Here's the average % increase over DDR3-1333 for the 5 games

Average % Increase
DDR3-1600 7.99%
DDR3-1866 12.73%
DDR3-2133 15.87%
DDR3-2400 15.88%

For all but the DDR3-1600, the cost increase is greater than the performance increase..... however, the faster memory makes ya whole system go faster, so system cost should be taken into consideration:

The following lists the ROI (return on investment) on a systems of various costs. In the example in bold text, DDR3-1866 costs ya 26.67% more than DDR-1333 but gets ya a 12.73 % performance increase for an increase in system cost on a $1200 box of just 1.67 % which gives you an ROI of 7.64 to 1.00

Memory ROI $1200 Box
DDR3-1333 NA
DDR3-1600 19.18
DDR3-1866 7.64
DDR3-2133 3.46
DDR3-2400 2.72

While each step up obviously gets harder to justify, no argument can be made that the increase in system cost isn't worth the return on performance. In every single case, the increase in performance is larger than the increase in cost with the worst case being almost 3 to 1. To my mind, DDR3-1866 looks to be the sweet spot for those in this situation.

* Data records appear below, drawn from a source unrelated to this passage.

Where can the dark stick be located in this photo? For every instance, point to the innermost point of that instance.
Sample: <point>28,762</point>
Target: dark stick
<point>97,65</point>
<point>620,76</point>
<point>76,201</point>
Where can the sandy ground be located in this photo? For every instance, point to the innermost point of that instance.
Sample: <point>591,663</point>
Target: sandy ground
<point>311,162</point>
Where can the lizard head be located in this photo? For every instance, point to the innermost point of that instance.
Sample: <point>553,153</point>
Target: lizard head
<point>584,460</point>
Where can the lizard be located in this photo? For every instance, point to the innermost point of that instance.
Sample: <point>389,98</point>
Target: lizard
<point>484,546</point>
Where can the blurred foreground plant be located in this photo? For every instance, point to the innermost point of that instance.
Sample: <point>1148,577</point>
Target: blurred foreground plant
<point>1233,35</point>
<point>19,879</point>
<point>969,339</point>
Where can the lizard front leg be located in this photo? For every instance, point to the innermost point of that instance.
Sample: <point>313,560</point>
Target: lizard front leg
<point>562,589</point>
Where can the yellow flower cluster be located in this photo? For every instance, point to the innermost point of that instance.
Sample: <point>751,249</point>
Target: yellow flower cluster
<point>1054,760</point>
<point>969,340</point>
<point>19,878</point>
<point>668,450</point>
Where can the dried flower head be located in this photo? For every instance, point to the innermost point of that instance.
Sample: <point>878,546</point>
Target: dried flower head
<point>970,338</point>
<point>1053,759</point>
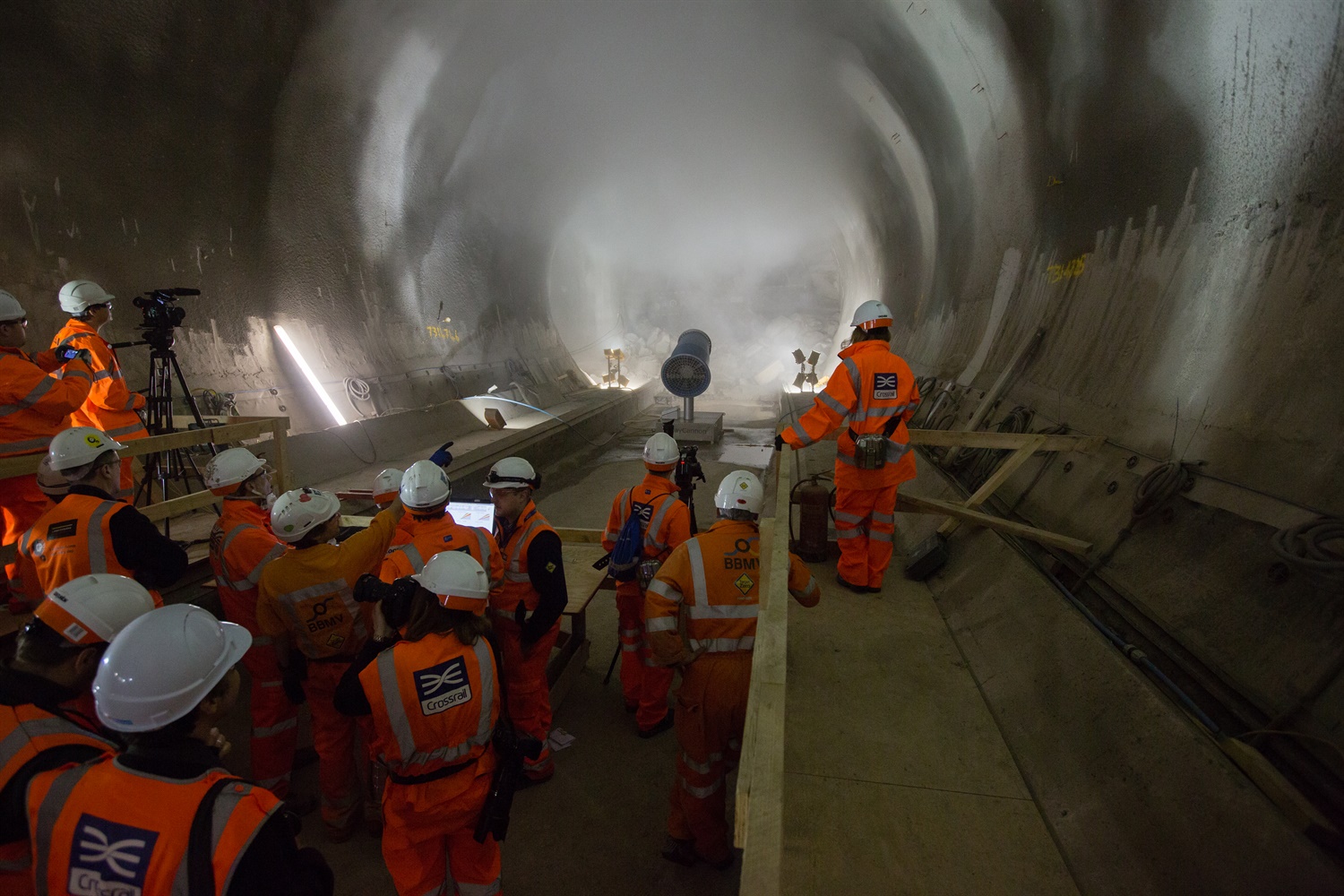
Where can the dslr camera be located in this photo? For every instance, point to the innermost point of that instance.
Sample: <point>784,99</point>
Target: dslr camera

The article does makes mention of discreet GFX card performance:

Graphical performance is all about vector calculations - moving data from memory to the compute units for calculation then placing it back out again where required. High end graphics cards do this quite well, with the high end NVIDIA GTX680 video cards achieving a rated bandwidth of ~192 GB/s.

Obviously that bandwidth is dependent on the card's abilities which in turn is based upon card cost. The logical follow up to this article then is redoing the tests with cards of varying performance and seeing just where the break points lie. With the 680, they mentioned, I'd expect small differences ..... with a 640 tho, I'm curious.
a b } Memory
October 20, 2012 5:41:57 PM

Nice job laying this out. I tend to advise users to stick with 1600 and save their money for other components where the ROI can be higher. Looks like 1866 may be worth considering.

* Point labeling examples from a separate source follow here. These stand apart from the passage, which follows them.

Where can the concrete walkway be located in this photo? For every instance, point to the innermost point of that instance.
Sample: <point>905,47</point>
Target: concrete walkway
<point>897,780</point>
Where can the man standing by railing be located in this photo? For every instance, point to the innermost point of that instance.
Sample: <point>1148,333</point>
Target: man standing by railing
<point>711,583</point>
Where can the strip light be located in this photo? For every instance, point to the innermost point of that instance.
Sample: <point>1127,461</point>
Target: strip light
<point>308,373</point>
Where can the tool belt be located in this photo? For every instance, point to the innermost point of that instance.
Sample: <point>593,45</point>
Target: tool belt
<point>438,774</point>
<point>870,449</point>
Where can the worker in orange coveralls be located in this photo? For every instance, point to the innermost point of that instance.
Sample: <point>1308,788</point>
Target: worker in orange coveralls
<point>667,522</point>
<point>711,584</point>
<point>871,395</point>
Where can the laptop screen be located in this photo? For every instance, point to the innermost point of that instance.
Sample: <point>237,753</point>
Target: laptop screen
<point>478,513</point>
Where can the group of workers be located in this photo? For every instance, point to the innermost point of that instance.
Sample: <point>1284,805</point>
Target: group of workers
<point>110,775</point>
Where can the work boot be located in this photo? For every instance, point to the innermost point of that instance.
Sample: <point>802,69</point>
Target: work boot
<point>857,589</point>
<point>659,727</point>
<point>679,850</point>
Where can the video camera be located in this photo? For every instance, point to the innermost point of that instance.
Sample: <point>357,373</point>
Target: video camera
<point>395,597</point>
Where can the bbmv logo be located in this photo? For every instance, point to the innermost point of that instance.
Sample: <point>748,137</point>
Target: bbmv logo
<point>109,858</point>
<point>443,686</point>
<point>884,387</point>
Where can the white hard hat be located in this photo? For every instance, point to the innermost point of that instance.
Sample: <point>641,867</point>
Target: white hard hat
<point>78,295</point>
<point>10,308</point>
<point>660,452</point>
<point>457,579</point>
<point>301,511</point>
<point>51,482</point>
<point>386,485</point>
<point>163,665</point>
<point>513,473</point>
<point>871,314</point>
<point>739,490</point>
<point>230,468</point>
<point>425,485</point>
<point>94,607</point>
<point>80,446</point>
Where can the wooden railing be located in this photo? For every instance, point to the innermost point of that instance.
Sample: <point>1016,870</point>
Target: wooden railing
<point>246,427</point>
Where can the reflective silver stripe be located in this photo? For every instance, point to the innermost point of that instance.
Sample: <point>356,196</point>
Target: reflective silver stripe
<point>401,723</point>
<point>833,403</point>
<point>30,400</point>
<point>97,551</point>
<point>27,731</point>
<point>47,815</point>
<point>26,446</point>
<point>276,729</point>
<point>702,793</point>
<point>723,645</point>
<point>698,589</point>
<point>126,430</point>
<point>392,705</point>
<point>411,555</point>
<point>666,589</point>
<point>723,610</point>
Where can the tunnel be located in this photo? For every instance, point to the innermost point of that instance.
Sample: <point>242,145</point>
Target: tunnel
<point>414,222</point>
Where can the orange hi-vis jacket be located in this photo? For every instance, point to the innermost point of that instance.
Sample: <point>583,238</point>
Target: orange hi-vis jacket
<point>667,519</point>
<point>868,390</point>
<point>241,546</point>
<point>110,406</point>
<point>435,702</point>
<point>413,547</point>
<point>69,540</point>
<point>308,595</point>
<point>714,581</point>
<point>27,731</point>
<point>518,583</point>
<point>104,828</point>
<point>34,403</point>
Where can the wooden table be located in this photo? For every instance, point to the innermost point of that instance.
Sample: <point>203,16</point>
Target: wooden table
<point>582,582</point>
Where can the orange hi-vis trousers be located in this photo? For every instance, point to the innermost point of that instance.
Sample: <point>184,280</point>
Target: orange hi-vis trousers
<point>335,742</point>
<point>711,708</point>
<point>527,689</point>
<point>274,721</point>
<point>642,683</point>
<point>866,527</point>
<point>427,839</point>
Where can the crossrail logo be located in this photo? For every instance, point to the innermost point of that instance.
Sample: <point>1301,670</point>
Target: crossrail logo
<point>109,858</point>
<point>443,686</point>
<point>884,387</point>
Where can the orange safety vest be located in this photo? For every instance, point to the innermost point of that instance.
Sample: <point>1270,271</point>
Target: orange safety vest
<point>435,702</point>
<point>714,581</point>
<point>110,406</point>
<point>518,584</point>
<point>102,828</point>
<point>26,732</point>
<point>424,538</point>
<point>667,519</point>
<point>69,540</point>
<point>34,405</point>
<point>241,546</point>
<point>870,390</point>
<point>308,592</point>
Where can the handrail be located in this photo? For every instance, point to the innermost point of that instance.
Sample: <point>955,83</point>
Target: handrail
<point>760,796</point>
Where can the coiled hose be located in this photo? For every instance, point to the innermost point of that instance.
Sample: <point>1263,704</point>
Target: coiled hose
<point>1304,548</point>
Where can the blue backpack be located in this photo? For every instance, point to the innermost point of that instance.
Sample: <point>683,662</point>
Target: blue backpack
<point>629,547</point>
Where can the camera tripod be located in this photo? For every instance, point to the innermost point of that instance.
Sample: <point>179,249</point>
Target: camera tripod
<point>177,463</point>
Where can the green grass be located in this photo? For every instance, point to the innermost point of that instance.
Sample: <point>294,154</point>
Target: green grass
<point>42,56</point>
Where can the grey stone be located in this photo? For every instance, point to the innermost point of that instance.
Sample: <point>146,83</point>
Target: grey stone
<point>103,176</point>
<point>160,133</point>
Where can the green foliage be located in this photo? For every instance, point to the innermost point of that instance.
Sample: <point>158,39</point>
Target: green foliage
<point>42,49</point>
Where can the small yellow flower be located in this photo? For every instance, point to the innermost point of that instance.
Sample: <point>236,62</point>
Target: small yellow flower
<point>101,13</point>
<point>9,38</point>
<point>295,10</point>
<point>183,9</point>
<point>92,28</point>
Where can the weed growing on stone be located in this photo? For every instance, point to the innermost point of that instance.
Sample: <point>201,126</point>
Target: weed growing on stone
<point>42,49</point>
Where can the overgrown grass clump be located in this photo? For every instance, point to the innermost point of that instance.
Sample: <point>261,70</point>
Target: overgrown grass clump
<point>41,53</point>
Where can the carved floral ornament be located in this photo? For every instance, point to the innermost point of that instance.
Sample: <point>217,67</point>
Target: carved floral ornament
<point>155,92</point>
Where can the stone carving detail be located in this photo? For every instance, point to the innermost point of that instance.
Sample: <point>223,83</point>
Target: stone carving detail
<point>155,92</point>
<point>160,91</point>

What might be of concern, however, is the possible decrease in system stability with RAM higher than 1600. Just something to add to the mix.

Thanks for the enlightenment!
a b } Memory
October 20, 2012 5:51:03 PM

Nothing that most of us here recommending RAM to someone didn't already know, really.

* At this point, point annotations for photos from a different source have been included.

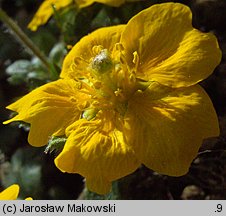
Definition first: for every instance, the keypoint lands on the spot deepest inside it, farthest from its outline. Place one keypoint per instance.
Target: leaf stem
(23, 38)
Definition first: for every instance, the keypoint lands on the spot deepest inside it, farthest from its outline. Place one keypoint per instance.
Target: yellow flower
(46, 10)
(11, 193)
(128, 95)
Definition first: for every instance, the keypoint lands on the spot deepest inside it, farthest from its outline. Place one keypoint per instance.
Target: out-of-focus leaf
(25, 170)
(58, 53)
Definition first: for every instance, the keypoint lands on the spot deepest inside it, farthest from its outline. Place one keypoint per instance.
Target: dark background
(35, 171)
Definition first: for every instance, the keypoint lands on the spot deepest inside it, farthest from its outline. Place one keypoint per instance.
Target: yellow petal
(49, 109)
(10, 193)
(45, 11)
(167, 129)
(113, 3)
(170, 50)
(106, 37)
(97, 150)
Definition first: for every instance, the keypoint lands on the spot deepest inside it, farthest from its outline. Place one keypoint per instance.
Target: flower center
(110, 82)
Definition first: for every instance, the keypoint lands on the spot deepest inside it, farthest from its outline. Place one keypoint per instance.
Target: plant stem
(23, 38)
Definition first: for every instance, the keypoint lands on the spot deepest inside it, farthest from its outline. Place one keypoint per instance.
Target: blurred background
(21, 72)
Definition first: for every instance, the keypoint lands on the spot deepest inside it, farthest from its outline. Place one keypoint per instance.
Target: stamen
(102, 62)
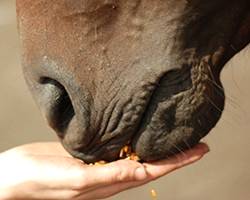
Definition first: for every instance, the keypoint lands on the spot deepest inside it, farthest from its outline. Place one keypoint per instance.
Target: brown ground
(223, 175)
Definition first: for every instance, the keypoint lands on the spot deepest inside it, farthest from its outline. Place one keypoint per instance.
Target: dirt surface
(222, 175)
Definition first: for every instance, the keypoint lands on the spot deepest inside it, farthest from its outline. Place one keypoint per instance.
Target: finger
(113, 173)
(42, 148)
(160, 168)
(110, 190)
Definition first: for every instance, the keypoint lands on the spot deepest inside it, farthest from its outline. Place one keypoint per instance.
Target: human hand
(46, 171)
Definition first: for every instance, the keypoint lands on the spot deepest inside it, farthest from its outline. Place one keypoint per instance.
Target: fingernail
(140, 173)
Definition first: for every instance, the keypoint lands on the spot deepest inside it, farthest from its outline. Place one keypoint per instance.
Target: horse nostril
(59, 110)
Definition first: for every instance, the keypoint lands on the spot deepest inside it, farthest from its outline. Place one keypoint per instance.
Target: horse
(144, 74)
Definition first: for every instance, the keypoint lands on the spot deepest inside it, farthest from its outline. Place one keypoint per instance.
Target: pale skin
(45, 171)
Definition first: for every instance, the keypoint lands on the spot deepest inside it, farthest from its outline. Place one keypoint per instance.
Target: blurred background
(224, 174)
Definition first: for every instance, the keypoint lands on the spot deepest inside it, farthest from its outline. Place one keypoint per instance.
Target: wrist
(5, 194)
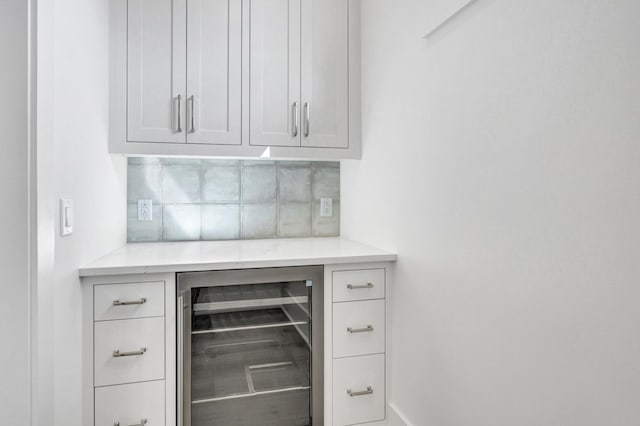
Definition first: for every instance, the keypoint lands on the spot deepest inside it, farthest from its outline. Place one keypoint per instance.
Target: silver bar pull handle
(192, 102)
(307, 119)
(118, 354)
(369, 391)
(294, 119)
(180, 358)
(142, 301)
(359, 287)
(179, 129)
(142, 423)
(367, 329)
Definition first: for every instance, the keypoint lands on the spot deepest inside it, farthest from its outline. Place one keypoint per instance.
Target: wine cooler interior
(249, 348)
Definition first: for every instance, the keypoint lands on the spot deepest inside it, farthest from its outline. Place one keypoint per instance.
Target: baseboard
(396, 418)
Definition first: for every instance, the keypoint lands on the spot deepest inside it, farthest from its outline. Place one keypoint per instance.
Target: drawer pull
(359, 287)
(142, 301)
(367, 329)
(142, 423)
(369, 391)
(118, 354)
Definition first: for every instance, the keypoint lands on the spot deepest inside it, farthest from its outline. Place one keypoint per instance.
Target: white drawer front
(363, 284)
(130, 404)
(365, 374)
(358, 328)
(129, 336)
(122, 301)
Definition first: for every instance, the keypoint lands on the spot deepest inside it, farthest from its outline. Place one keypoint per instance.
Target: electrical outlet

I'll still stick with my general way of thought, though. For gaming with a discreet GPU, I'll still recommend no faster than 1600 (the percentages may be better for faster RAM, but they don't sway my own personal opinion that it's still not worth it), and for gaming with an iGPU I'll recommend as fast as the person can afford.

For memory intensive work, it'll be a case by case basis because sometimes, the amount of RAM matters more than pure speed and vice versa.

For someone that doesn't game OR do much memory intensive work, 1333, or even 1066, is enough.